I woke up early and went to see Tam and asked her to get me a motorbike driver for the day. We negotiated a bit to get me a good price that included going back to the ship (near Danang in Tien Sa). Basically US$6 for all that. Not sure if it’s the best price ever, but I was certainly happy with the arrangement.
Ninh (pronounced somewhere between “nun” and “non”), my driver, couldn’t speak a lot of English, but we got around fine: he took me to a nearly private beach where I indulged myself with a foot massage, mango shake and fresh pineapple, 40,000 d., 5,000 d. and 5,000 d. respectively. The pineapple was sold to me by a young boy named Long (“my name Long; you remember Long.”) and I absolutely didn’t want the pineapple, given that I wasn’t hungry and just wanted to stroll around the beach alone. He asked for 15,000 d. at first, but finally dropped his price to 5,000 dong (US$ 0.33) and I still said no. He offered to take my picture, an offer I accepted, and I don’t know if he intended to ask me for money, but I gave him a dollar for his efforts and a hopeful intention that it would in fact help his life.
I headed back to the roofed area and was presented with the opportunity to buy more things (massage, shake, bracelets). I ended up paying way too much for the bracelet (sucker!) but the rest was lovely.
We headed back by way of a cafe, or maybe the cafe was first, but in any case, the very coolest thing occurred: I spoke Japanese with a Vietnamese waitress in the cafe! It wasn’t much of a conversation – just when and where and how long we studied. She had been much more intense with her studies and had more vocabulary than me, but I loved being able to do that.
We stopped by Tam’s again on the way out of town, for final goodbyes. She gave me a hematite necklace!!! Holy moly. I was just beyond words surprised and blessed.

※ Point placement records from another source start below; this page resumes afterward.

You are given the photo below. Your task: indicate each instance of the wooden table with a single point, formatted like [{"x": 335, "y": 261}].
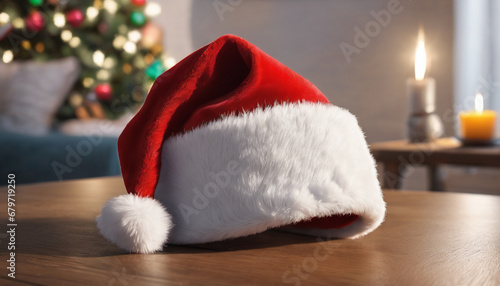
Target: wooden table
[
  {"x": 427, "y": 239},
  {"x": 395, "y": 156}
]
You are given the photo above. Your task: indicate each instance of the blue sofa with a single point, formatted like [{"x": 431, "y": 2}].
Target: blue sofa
[{"x": 56, "y": 157}]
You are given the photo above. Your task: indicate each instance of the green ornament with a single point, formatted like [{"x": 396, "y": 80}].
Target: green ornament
[
  {"x": 155, "y": 70},
  {"x": 36, "y": 2},
  {"x": 138, "y": 19}
]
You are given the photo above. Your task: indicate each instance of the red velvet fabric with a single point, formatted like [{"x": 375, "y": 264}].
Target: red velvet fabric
[{"x": 228, "y": 76}]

After that, Ninh took me to Marble Mountain, where marble is quarried to be carved into lions, fish, balls, fountains, Buddhas, chess sets, jewelry, plates, bowls, etc etc. He announced that he would meet me in one hour, and I must admit I felt a bit afraid that I wouldn’t get back on the ship in time. I visualized myself happily exchanging stories onboard, and left it at that. I bought nothing but a ticket up the mountain (1000 d. I think) and wow. It was really cool. I love climbing, so it was perfect for me. Not like rock climbing with ropes, but rock hopping with bare feet. I scampered up the large steps and got to a three way fork in the trail. One way had a cave, and the other two ways went up (if I recall correctly) and I chose one of the not-cave ways randomly. I climbed some more and found a cave entrance which I entered, a bit concerned about the floor as I couldn’t see where my feet were headed in the dark, to find a standing Buddha-esque statue standing in a vertical column about 50 feet tall and 3 meters in diameter. The walls boasted names painted or carved into the rock. Past the statue was an opening that went nearly vertically upward (with step-like rocks that made it easy) and I ascended to a lovely view of the ocean. Beyond lovely: it was absolutely gorgeous with gentle waves visiting the shore and a village mixed with trees and lovely plains on the other side.

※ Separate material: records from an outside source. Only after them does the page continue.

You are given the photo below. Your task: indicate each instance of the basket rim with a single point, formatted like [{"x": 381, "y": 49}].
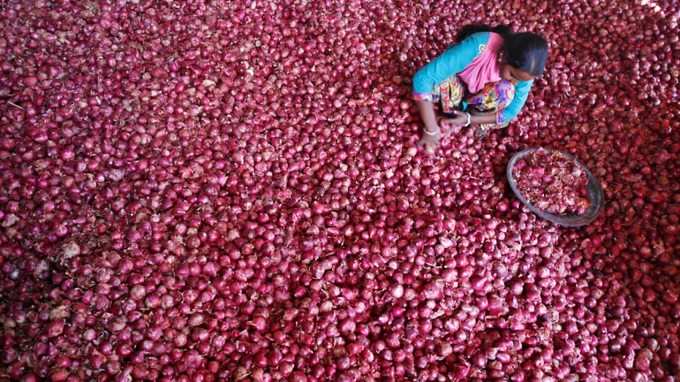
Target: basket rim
[{"x": 595, "y": 193}]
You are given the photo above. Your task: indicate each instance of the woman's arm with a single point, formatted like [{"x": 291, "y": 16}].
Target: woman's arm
[
  {"x": 449, "y": 63},
  {"x": 427, "y": 113},
  {"x": 522, "y": 90}
]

I could have stayed much longer, but I had an appointment with Ninh and a boat, so I scampered back down the mountain and steps, barefootin’ it all the way, much to my soles’ delight. I was offered surprisingly good prices on a waterfountain, which, if it was the actual price, and had I a way to bring it home, I would have taken her up on it. Like US$20 for a carved marble fountain 4 feet tall and a sphere on top that spun in the water. Wow. A bit pricey to get it shipped home, I’m guessing. (ps: that price might have been misunderstood or misremembered) Vietnam is *definitely* a country I wish to visit again for a few weeks. Camping and biking around sounds *great*.